Headache is a common symptom among people with multiple sclerosis (MS), but its connection to disease process is incompletely characterized. New data indicate headache potentially serves as a marker for initial neuroinflammatory activity and cortical hyperexcitability, rather than progressive neurodegeneration. Describing headache across different disease stages potentially clarifies its connection between early inflammatory and progressive neurodegenerative processes.
We compared 294 MS patients’ headache frequency and intensity using a linked survey of headache, demographics, and Expanded Disability Status Scale (EDSS) at our center. Headache presence was self-reported by definition and intensity was determined using the Migraine Disability Assessment (MIDAS). Group comparisons were made by χ², t-tests, Mann–Whitney U, and Spearman correlation tests. Logistic modeling of predictors for sex, EDSS, and MS subtype was performed. Multiple comparisons were accounted for using false discovery rate correction.
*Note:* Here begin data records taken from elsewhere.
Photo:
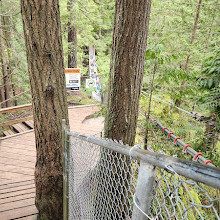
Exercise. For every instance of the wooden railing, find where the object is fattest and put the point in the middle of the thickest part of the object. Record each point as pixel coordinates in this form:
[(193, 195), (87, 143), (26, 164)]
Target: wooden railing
[(14, 109)]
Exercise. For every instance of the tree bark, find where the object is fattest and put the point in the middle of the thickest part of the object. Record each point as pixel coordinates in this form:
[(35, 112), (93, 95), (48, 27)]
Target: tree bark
[(125, 81), (72, 40), (126, 70), (193, 33), (6, 91), (42, 31)]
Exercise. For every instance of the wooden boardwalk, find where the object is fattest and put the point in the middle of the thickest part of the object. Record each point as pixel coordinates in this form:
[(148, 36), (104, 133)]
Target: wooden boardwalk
[(17, 163)]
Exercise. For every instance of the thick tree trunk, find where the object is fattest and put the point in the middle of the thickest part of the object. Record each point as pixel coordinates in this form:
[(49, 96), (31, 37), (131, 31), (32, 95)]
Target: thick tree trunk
[(6, 91), (125, 81), (43, 40), (186, 67), (126, 70), (72, 40)]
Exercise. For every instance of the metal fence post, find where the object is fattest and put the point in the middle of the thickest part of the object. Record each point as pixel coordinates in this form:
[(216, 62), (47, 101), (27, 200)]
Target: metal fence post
[(143, 192), (66, 142)]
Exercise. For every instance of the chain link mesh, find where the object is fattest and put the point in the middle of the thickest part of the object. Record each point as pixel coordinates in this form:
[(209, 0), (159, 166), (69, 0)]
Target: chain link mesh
[(101, 182), (102, 185)]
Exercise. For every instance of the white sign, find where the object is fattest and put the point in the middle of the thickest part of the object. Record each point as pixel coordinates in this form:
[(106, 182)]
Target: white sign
[(90, 83), (73, 76)]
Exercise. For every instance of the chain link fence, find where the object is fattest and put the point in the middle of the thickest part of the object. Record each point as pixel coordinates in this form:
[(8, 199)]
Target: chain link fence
[(104, 179)]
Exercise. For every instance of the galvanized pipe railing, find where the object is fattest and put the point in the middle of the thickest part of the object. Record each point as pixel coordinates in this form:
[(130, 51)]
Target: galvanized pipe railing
[(208, 175)]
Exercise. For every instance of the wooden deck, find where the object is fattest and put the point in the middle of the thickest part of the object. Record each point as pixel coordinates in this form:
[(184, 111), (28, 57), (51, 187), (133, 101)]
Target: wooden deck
[(17, 163)]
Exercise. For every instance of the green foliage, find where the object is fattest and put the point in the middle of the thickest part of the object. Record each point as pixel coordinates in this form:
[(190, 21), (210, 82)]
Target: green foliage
[(209, 82)]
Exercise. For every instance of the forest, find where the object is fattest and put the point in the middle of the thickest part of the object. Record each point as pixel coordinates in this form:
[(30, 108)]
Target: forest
[(178, 83)]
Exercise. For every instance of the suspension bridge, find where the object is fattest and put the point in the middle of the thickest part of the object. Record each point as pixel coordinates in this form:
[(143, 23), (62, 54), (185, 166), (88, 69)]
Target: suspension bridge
[(17, 163), (151, 185)]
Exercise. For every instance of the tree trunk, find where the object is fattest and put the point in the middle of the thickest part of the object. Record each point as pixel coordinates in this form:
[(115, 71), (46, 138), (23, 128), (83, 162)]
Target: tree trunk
[(178, 101), (126, 73), (6, 92), (193, 33), (42, 31), (126, 70), (72, 40)]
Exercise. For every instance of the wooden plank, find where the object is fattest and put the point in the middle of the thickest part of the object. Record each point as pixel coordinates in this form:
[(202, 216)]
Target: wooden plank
[(17, 188), (15, 121), (16, 135), (30, 217), (19, 213), (18, 197), (8, 133), (17, 204), (17, 128), (16, 193), (15, 108), (16, 184)]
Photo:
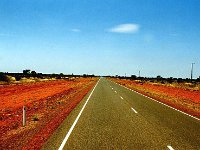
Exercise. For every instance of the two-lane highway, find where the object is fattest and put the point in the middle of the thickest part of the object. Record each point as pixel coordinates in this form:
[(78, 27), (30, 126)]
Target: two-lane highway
[(114, 117)]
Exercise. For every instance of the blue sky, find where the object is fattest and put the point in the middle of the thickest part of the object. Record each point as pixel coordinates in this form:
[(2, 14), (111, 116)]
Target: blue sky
[(103, 37)]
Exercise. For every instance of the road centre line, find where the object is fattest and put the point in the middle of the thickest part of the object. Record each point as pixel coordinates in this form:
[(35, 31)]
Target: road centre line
[(170, 148), (77, 118), (161, 103), (134, 110)]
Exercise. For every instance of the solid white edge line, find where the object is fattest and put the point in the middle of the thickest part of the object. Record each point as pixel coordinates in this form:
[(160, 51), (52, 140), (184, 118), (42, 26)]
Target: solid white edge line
[(77, 118), (134, 110), (162, 103), (170, 148)]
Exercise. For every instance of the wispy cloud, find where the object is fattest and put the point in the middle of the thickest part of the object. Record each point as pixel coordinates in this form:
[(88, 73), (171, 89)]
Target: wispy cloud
[(75, 30), (125, 28)]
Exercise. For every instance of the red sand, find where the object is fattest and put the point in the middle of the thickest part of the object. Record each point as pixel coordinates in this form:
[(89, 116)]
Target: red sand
[(50, 102)]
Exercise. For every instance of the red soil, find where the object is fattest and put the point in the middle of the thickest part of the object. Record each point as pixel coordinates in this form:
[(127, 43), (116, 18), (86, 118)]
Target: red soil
[(49, 102), (180, 98)]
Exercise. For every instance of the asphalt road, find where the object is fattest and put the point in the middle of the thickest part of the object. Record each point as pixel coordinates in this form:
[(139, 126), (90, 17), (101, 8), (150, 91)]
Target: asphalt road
[(113, 117)]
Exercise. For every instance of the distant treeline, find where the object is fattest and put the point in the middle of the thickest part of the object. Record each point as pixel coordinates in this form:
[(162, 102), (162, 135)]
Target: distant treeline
[(157, 79), (28, 74)]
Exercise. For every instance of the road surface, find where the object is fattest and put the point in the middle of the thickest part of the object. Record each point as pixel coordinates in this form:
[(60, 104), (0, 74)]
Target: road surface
[(114, 117)]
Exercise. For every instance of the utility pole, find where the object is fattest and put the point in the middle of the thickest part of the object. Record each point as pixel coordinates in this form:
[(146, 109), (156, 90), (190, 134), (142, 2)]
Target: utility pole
[(192, 71)]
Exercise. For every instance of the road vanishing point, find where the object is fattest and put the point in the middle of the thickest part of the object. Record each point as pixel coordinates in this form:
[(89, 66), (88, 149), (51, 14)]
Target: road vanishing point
[(114, 117)]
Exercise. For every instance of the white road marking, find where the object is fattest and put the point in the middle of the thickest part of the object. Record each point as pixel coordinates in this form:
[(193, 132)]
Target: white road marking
[(163, 103), (134, 110), (72, 127), (170, 148)]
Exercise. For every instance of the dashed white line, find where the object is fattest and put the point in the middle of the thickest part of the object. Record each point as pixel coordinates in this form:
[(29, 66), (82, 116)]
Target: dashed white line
[(134, 110), (170, 148), (72, 127), (162, 103)]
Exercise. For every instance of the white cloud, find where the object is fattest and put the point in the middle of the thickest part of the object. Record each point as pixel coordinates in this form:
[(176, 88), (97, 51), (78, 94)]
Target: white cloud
[(125, 28), (75, 30)]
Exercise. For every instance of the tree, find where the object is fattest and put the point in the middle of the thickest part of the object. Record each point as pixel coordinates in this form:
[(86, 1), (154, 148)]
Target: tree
[(27, 71), (33, 72)]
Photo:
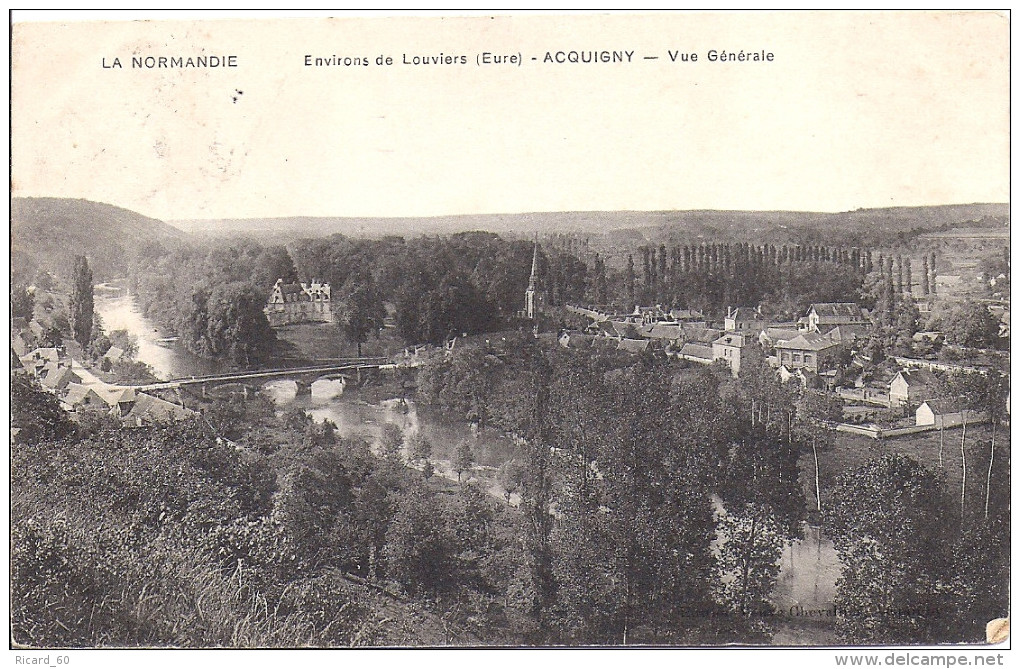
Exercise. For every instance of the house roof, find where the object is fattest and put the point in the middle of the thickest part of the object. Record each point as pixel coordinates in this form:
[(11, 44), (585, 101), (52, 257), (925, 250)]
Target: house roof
[(703, 335), (624, 329), (114, 353), (730, 339), (80, 394), (917, 377), (779, 333), (662, 331), (836, 311), (745, 313), (848, 331), (945, 406), (149, 409), (808, 342), (686, 314), (576, 341), (58, 377), (700, 351), (633, 346)]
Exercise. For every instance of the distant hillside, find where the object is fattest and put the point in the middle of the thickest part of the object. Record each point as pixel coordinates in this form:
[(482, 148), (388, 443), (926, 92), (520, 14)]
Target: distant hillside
[(48, 233), (629, 225)]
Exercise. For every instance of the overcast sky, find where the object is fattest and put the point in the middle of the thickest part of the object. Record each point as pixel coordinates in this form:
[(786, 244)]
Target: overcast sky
[(856, 110)]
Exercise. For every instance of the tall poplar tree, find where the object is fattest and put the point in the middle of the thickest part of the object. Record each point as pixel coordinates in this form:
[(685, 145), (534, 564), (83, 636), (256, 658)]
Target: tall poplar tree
[(81, 307)]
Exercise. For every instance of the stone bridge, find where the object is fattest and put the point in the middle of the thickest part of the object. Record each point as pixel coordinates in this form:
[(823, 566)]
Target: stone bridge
[(303, 376)]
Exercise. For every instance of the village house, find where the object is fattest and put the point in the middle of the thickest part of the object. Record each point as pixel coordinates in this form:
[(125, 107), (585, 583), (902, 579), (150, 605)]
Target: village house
[(742, 319), (824, 316), (687, 316), (772, 335), (299, 303), (114, 354), (79, 396), (911, 387), (55, 376), (664, 331), (727, 348), (810, 351), (138, 409), (700, 353), (947, 413), (633, 346)]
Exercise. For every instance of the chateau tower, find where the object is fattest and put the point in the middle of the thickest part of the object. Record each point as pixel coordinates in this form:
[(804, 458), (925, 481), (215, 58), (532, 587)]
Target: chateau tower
[(529, 295)]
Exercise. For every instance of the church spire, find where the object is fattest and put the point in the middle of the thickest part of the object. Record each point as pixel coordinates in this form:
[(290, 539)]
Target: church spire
[(529, 296), (534, 265)]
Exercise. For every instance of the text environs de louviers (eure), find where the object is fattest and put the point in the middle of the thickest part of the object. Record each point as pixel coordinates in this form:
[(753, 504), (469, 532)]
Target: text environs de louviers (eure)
[(562, 57)]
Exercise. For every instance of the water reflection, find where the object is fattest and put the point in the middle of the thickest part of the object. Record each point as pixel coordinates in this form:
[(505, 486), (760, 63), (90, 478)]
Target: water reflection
[(166, 360), (809, 567)]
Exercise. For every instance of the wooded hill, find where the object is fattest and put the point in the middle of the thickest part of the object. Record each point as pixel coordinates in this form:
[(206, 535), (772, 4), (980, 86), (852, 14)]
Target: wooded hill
[(772, 226), (48, 233)]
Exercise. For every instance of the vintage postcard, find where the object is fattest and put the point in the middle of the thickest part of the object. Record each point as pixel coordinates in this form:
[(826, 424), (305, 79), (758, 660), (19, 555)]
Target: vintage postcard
[(581, 329)]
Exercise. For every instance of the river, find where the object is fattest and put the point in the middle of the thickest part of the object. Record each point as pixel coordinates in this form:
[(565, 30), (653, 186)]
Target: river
[(809, 567)]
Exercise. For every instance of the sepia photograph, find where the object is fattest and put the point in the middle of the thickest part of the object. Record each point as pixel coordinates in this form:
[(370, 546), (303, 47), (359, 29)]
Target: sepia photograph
[(663, 329)]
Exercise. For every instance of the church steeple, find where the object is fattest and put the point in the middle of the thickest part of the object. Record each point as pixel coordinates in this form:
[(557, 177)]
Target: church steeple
[(531, 282)]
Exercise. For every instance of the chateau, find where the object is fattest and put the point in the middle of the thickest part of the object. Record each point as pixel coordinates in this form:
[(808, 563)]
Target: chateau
[(299, 303)]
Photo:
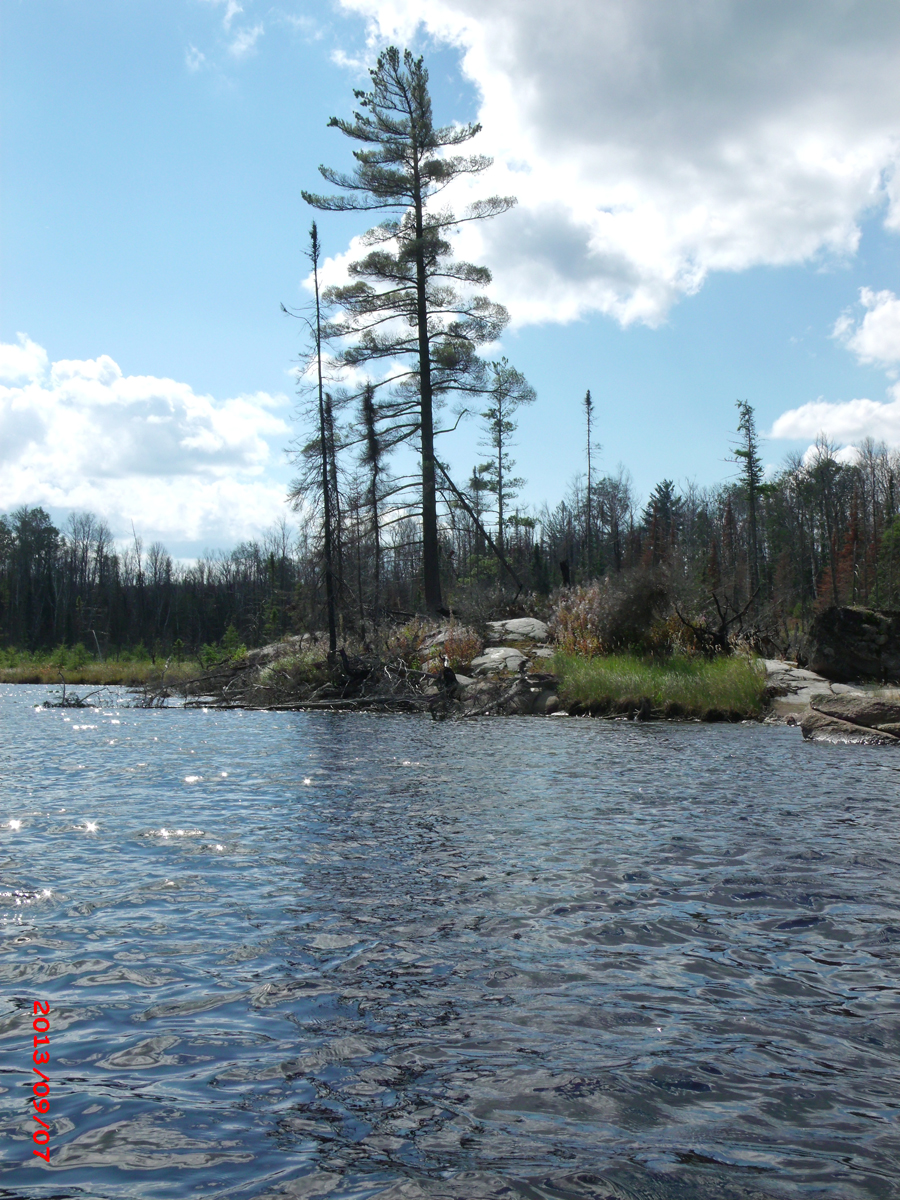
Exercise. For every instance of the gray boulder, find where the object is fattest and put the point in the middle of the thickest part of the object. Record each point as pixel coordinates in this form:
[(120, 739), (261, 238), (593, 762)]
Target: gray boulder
[(870, 712), (820, 727), (519, 629), (855, 643), (498, 658)]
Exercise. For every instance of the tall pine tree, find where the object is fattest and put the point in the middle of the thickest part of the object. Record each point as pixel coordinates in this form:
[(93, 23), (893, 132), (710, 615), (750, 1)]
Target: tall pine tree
[(409, 300)]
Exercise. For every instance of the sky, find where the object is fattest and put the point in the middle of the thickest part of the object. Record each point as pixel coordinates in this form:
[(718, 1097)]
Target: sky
[(708, 211)]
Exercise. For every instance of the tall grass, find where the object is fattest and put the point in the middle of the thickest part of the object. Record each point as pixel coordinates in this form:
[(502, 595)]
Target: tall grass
[(678, 687), (76, 665)]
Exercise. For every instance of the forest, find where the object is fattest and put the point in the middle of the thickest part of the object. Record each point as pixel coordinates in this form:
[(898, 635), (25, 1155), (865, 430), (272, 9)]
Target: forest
[(393, 353), (821, 532)]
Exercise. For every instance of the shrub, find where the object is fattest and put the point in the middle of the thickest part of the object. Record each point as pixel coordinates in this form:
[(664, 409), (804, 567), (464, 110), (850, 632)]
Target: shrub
[(460, 646), (613, 613), (406, 643)]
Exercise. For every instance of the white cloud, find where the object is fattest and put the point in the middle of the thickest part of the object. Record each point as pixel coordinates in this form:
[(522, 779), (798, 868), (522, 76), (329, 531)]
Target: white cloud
[(651, 144), (79, 433), (845, 421), (232, 9), (193, 58), (876, 339), (28, 360), (245, 41)]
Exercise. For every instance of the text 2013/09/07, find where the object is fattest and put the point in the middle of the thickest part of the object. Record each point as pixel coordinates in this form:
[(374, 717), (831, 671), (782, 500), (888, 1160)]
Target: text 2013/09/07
[(41, 1087)]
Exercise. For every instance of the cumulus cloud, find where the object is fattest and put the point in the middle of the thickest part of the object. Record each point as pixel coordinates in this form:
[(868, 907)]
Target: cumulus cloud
[(193, 58), (651, 144), (245, 41), (847, 421), (81, 433), (876, 339)]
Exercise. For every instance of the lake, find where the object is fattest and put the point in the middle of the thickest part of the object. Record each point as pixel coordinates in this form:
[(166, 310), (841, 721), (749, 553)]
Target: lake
[(317, 954)]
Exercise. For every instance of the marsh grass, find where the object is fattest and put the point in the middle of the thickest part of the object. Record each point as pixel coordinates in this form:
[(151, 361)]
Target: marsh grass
[(712, 689), (23, 667)]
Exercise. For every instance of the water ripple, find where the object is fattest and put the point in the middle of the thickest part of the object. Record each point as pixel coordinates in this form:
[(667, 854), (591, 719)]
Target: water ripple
[(321, 955)]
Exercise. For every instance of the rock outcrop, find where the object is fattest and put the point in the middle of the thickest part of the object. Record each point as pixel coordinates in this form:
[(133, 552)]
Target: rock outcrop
[(857, 719), (519, 629), (496, 659), (847, 645)]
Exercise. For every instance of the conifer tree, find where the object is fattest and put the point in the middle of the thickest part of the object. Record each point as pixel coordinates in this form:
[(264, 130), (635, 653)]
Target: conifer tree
[(508, 390), (411, 303), (748, 455)]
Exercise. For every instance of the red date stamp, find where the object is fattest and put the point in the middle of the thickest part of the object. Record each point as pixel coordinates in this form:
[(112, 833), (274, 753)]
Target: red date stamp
[(41, 1087)]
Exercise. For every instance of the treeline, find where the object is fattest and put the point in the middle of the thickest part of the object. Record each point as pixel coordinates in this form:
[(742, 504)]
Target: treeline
[(822, 532)]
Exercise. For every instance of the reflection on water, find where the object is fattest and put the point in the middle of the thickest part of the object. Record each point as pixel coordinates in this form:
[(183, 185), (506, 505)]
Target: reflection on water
[(355, 957)]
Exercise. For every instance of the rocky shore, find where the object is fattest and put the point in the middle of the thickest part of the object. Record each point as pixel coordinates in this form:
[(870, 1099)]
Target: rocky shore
[(510, 676), (827, 711)]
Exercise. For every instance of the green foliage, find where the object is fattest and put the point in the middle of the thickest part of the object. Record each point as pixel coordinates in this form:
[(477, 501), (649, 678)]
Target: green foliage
[(610, 615), (889, 565), (729, 687)]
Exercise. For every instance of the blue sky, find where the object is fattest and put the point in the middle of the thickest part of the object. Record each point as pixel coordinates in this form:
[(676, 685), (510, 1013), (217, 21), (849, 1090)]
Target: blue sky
[(708, 211)]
Headaches were reported by 75% of participants and were more frequent in women (80.0%) than men (58.1%; χ² p=0.0007, surviving multiple-testing correction). Headache frequency declined with higher disability (mean EDSS 2.81 vs 3.40, p=0.039; OR 0.82 per point, p=0.0089) and was significantly lower in progressive compared with relapsing phenotypes (RRMS 79.1%, SPMS 53.6%, PPMS 46.7%; χ² p=0.00014; adjusted OR 0.29, p=0.006). Although less frequent in advanced disease, headache intensity correlated modestly with EDSS (ρ=0.175, p=0.012).
Headache frequency in MS associates more with a relapsing–remitting pattern that is common in early, inflammatory stages and less frequent as the disease progresses and disability accrues. These results favor a paradigm of headache as reflective of cortical hyperexcitability and neuroinflammatory activity. Awareness of this relationship may improve understanding of disease biology, importance of symptomatic management, and timing of disease-modifying therapy.